Gaye's childhood abuse at the hands of his puritanical preacher father (who ended up murdering him) gave him hangups about sexuality that he only managed to overcome in adulthood by reconciling a new spirituality that didn't tell him the existence of his penis made him a bad boy. (He writes in the liner notes, "I don't believe in overly moralistic philosophies.") With this understanding, Let's Get it On takes on a new resonance: Gaye sings with the passion of a romantic lover, but also the passion of a man embracing a newfound serenity with a god who doesn't punish, reward, or judge.

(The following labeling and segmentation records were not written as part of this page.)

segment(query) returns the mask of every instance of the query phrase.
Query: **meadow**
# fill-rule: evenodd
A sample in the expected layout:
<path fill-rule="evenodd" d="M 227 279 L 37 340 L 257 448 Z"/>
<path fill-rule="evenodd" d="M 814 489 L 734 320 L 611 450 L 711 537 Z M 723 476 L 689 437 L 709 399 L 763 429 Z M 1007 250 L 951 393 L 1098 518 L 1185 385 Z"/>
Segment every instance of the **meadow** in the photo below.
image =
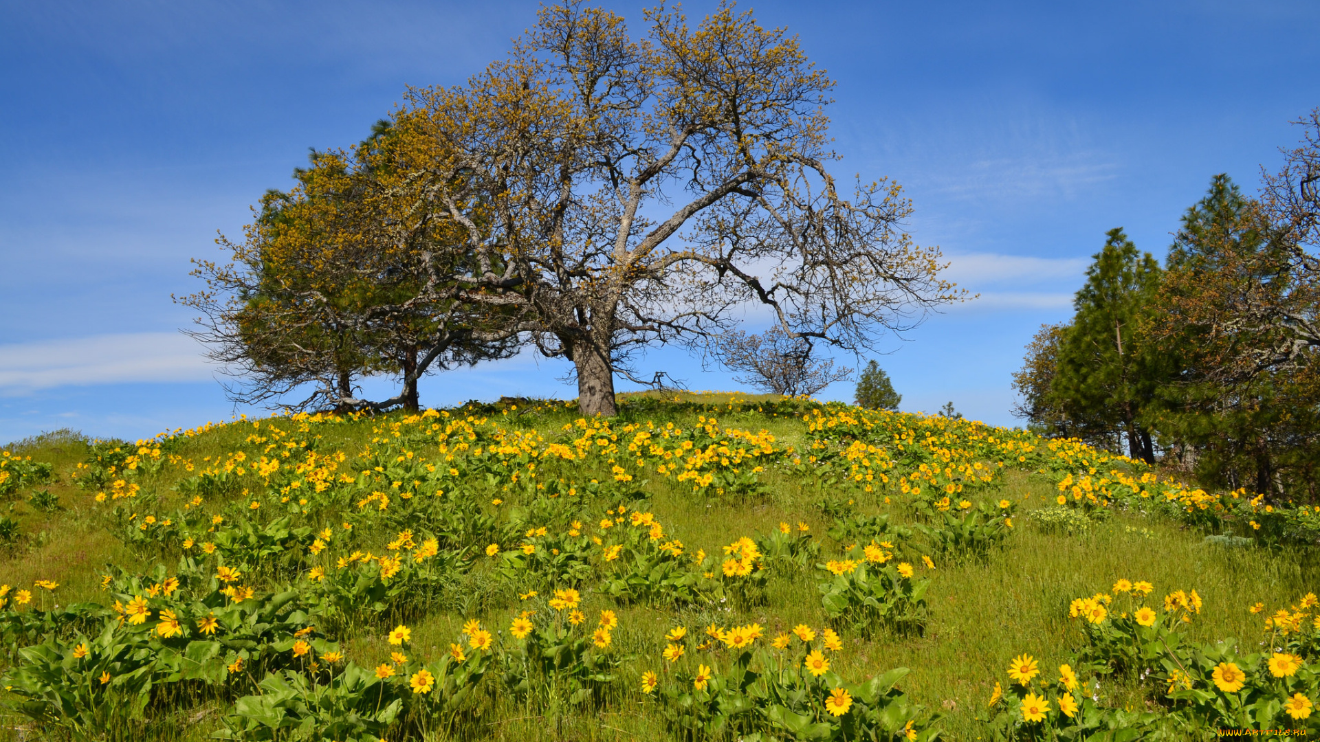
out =
<path fill-rule="evenodd" d="M 746 395 L 0 458 L 0 738 L 1316 733 L 1320 508 Z"/>

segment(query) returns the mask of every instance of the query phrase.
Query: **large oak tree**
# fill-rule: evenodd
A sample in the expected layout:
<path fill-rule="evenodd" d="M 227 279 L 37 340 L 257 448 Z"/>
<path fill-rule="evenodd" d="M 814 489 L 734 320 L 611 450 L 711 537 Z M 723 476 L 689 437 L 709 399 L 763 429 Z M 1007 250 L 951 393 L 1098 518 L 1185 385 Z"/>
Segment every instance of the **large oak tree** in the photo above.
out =
<path fill-rule="evenodd" d="M 611 12 L 546 7 L 467 84 L 411 91 L 381 228 L 399 244 L 463 232 L 426 248 L 438 294 L 572 360 L 585 415 L 615 413 L 631 351 L 698 342 L 739 304 L 861 350 L 962 296 L 902 230 L 896 185 L 841 190 L 833 83 L 796 38 L 729 5 L 694 29 L 665 9 L 647 25 L 634 40 Z"/>

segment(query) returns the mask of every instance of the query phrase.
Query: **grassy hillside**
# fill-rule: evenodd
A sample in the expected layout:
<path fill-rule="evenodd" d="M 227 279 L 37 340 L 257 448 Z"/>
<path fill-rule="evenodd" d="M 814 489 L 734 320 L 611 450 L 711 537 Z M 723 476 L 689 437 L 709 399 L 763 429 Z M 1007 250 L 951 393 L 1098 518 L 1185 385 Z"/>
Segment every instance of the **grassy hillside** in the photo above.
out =
<path fill-rule="evenodd" d="M 523 400 L 8 454 L 15 738 L 1196 739 L 1320 718 L 1296 700 L 1317 697 L 1315 510 L 1019 430 L 636 395 L 607 421 Z M 1300 669 L 1272 673 L 1274 650 Z M 1039 675 L 1015 685 L 1022 655 Z"/>

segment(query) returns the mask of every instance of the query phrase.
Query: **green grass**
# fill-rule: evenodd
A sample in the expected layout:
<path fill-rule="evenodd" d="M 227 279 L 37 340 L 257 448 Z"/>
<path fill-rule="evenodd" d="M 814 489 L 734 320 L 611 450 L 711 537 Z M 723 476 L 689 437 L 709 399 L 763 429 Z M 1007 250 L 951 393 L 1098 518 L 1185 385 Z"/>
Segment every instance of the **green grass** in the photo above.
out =
<path fill-rule="evenodd" d="M 647 396 L 659 397 L 655 393 Z M 672 409 L 652 407 L 640 415 L 626 408 L 624 417 L 692 425 L 697 415 L 717 415 L 726 428 L 766 428 L 779 442 L 796 446 L 808 441 L 797 417 L 787 413 L 768 416 L 756 411 L 758 403 L 772 399 L 678 396 L 689 404 Z M 576 419 L 576 409 L 562 403 L 550 405 L 550 409 L 541 407 L 535 413 L 528 413 L 525 404 L 539 403 L 524 403 L 517 411 L 503 405 L 487 412 L 492 419 L 504 421 L 506 426 L 536 428 L 548 438 Z M 399 419 L 389 416 L 318 426 L 315 432 L 322 436 L 318 446 L 322 452 L 343 450 L 351 459 L 370 444 L 374 426 Z M 249 432 L 251 428 L 223 426 L 186 440 L 174 453 L 201 462 L 240 446 Z M 94 512 L 90 492 L 74 485 L 77 463 L 88 450 L 86 441 L 57 434 L 20 442 L 11 450 L 55 465 L 57 481 L 49 489 L 59 496 L 62 510 L 42 512 L 33 508 L 26 503 L 28 491 L 20 492 L 8 504 L 11 516 L 20 522 L 22 536 L 0 553 L 0 582 L 28 586 L 34 580 L 54 580 L 61 588 L 51 599 L 102 601 L 99 576 L 103 565 L 110 562 L 145 570 L 154 564 L 154 557 L 135 555 L 120 545 Z M 572 467 L 565 467 L 564 473 L 572 475 Z M 170 504 L 178 499 L 170 486 L 181 475 L 177 469 L 166 469 L 144 486 L 144 492 L 158 495 L 162 503 Z M 583 471 L 581 475 L 594 474 Z M 803 491 L 784 475 L 771 474 L 768 481 L 772 483 L 770 495 L 754 504 L 698 500 L 685 487 L 653 482 L 649 485 L 653 495 L 651 510 L 665 525 L 667 533 L 682 539 L 689 551 L 701 548 L 718 555 L 722 545 L 739 536 L 770 532 L 780 522 L 805 520 L 822 541 L 822 555 L 837 553 L 838 544 L 825 535 L 829 520 L 813 504 L 816 492 Z M 1011 471 L 985 496 L 1008 498 L 1030 511 L 1052 495 L 1051 485 L 1043 478 Z M 899 523 L 912 522 L 896 498 L 888 506 L 878 496 L 862 506 L 867 512 L 888 512 Z M 1272 609 L 1296 602 L 1317 584 L 1320 564 L 1311 551 L 1225 548 L 1205 544 L 1203 537 L 1203 533 L 1183 529 L 1176 523 L 1135 514 L 1115 514 L 1089 533 L 1078 536 L 1044 533 L 1031 524 L 1030 518 L 1019 518 L 1006 547 L 993 552 L 987 561 L 936 564 L 928 594 L 932 615 L 924 636 L 880 635 L 861 640 L 845 634 L 846 647 L 834 667 L 841 675 L 854 679 L 892 667 L 912 668 L 902 687 L 917 702 L 946 713 L 942 727 L 949 738 L 975 739 L 979 735 L 975 717 L 985 714 L 991 688 L 995 681 L 1005 681 L 1005 668 L 1012 656 L 1023 652 L 1034 655 L 1043 671 L 1049 673 L 1067 661 L 1068 652 L 1078 646 L 1081 634 L 1068 618 L 1068 603 L 1073 598 L 1107 591 L 1121 577 L 1152 582 L 1152 603 L 1167 591 L 1196 589 L 1204 597 L 1205 607 L 1189 628 L 1192 638 L 1214 640 L 1236 636 L 1243 644 L 1254 644 L 1261 638 L 1261 618 L 1247 610 L 1253 603 L 1265 602 Z M 487 714 L 480 725 L 465 729 L 465 734 L 519 742 L 665 738 L 659 716 L 647 709 L 642 694 L 635 691 L 640 669 L 659 664 L 664 631 L 676 624 L 697 631 L 711 621 L 725 626 L 759 622 L 770 636 L 796 623 L 821 626 L 817 590 L 817 584 L 824 581 L 821 574 L 808 569 L 795 578 L 772 580 L 768 605 L 752 610 L 725 605 L 680 611 L 619 609 L 620 628 L 615 642 L 620 650 L 635 651 L 643 659 L 636 671 L 623 673 L 614 702 L 605 710 L 587 716 L 545 713 L 519 708 L 495 693 L 487 701 Z M 478 572 L 477 580 L 480 577 Z M 495 606 L 480 618 L 488 626 L 507 626 L 520 603 L 508 591 L 502 594 L 494 590 L 492 594 L 496 597 Z M 601 595 L 586 595 L 583 609 L 589 615 L 605 607 L 616 606 Z M 424 655 L 444 652 L 458 634 L 463 618 L 455 611 L 436 610 L 414 619 L 413 651 Z M 363 665 L 384 660 L 392 648 L 379 630 L 368 627 L 341 639 L 348 656 Z M 1146 704 L 1148 697 L 1148 688 L 1143 689 L 1133 681 L 1106 683 L 1098 692 L 1113 705 L 1129 708 Z M 219 704 L 194 698 L 186 705 L 190 708 L 174 714 L 161 710 L 164 716 L 144 734 L 157 739 L 202 739 L 220 727 L 223 708 Z M 45 738 L 40 729 L 12 713 L 0 720 L 0 739 L 5 735 L 16 739 Z"/>

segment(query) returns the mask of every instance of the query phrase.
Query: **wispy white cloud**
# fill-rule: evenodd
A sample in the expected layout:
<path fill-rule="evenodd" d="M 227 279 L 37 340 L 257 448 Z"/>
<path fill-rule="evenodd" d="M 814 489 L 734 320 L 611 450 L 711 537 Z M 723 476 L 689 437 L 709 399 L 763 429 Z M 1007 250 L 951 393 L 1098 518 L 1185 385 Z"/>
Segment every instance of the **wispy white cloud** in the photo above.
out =
<path fill-rule="evenodd" d="M 0 345 L 0 393 L 131 382 L 205 382 L 214 367 L 180 333 L 121 333 Z"/>
<path fill-rule="evenodd" d="M 1030 257 L 1023 255 L 997 255 L 974 252 L 946 255 L 949 268 L 945 276 L 960 285 L 981 287 L 991 284 L 1080 283 L 1086 265 L 1085 257 Z"/>

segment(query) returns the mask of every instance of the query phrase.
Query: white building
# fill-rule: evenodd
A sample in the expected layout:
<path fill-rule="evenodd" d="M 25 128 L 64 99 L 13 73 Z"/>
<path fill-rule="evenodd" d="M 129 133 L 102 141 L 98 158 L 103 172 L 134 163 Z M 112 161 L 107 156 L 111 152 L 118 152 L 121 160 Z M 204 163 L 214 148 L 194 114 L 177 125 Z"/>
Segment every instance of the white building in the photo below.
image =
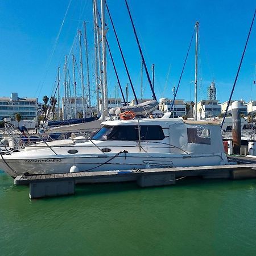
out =
<path fill-rule="evenodd" d="M 245 104 L 247 106 L 247 113 L 251 115 L 256 112 L 256 101 L 250 101 L 250 102 Z"/>
<path fill-rule="evenodd" d="M 66 102 L 65 103 L 65 98 L 63 97 L 62 98 L 62 114 L 63 119 L 65 120 L 67 119 L 75 118 L 76 115 L 76 104 L 75 97 L 71 97 L 68 98 L 66 98 Z M 86 112 L 88 110 L 87 108 L 87 104 L 86 100 L 84 101 L 84 110 L 85 113 L 85 117 L 87 115 Z M 83 113 L 83 104 L 82 104 L 82 97 L 77 97 L 76 98 L 76 114 L 77 117 L 79 113 L 82 114 Z M 89 113 L 88 113 L 89 114 Z"/>
<path fill-rule="evenodd" d="M 239 101 L 241 103 L 241 113 L 245 115 L 245 116 L 247 115 L 247 104 L 246 104 L 245 101 L 241 100 L 240 101 L 230 101 L 230 104 L 229 104 L 229 108 L 228 109 L 228 114 L 232 114 L 232 103 L 234 101 Z M 221 104 L 221 113 L 224 113 L 226 112 L 226 107 L 228 106 L 228 101 L 225 101 L 225 102 Z"/>
<path fill-rule="evenodd" d="M 170 112 L 173 100 L 168 100 L 163 98 L 160 99 L 159 109 L 163 112 Z M 184 100 L 175 100 L 172 107 L 172 112 L 174 111 L 174 117 L 181 117 L 185 115 L 187 113 L 186 104 Z"/>
<path fill-rule="evenodd" d="M 18 93 L 12 93 L 10 98 L 0 97 L 0 120 L 5 118 L 15 119 L 20 114 L 24 120 L 34 120 L 38 117 L 38 99 L 19 98 Z"/>
<path fill-rule="evenodd" d="M 221 113 L 221 105 L 218 100 L 201 100 L 197 105 L 197 119 L 217 117 Z"/>

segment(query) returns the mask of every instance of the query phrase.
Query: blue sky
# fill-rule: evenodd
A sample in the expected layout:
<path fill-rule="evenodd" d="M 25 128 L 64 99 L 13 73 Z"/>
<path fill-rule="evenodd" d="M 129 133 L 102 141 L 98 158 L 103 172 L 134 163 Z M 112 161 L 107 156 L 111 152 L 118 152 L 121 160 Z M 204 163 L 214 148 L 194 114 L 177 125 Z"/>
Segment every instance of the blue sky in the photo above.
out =
<path fill-rule="evenodd" d="M 88 22 L 90 78 L 94 88 L 92 1 L 0 1 L 1 96 L 18 92 L 39 101 L 53 90 L 57 67 L 63 70 L 64 56 L 74 54 L 79 62 L 77 28 Z M 57 43 L 56 38 L 71 2 Z M 171 98 L 177 85 L 196 21 L 200 22 L 199 100 L 207 98 L 207 86 L 214 80 L 217 99 L 228 99 L 255 8 L 255 1 L 129 0 L 131 14 L 150 73 L 155 67 L 158 98 Z M 141 97 L 141 57 L 124 1 L 109 0 L 117 31 L 133 82 Z M 107 36 L 125 90 L 128 78 L 109 19 Z M 83 49 L 84 54 L 84 49 Z M 193 100 L 195 42 L 193 42 L 177 98 Z M 84 55 L 84 60 L 85 56 Z M 109 97 L 114 97 L 117 80 L 108 57 Z M 233 99 L 256 100 L 256 22 L 251 34 Z M 68 64 L 72 81 L 71 58 Z M 169 72 L 169 76 L 167 74 Z M 77 73 L 77 77 L 78 74 Z M 143 97 L 151 92 L 143 77 Z M 80 80 L 77 81 L 80 86 Z M 62 83 L 62 82 L 61 82 Z M 81 87 L 80 87 L 81 89 Z M 63 91 L 63 88 L 61 91 Z M 95 95 L 92 92 L 93 96 Z M 129 92 L 132 98 L 131 90 Z M 95 102 L 95 100 L 93 100 Z"/>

The complex arrangements & progressive subject matter on What's Going On & Let's Get it On spelled the end of the Motown sound, especially as Gaye's colleague Stevie Wonder was exercising his newfound creative control at the same time. Similar to what happened with Nashville labels after Honky Tonk Heroes, Motown had to change their business model. Rather than a factory for interchangeable singles by faceless session musicians, they had to start taking cues from the visionary talents on their roster. It happened with rock a few years earlier, but for other genres the early '70s was when the power got put in the artists' hands, & we're all better off for it.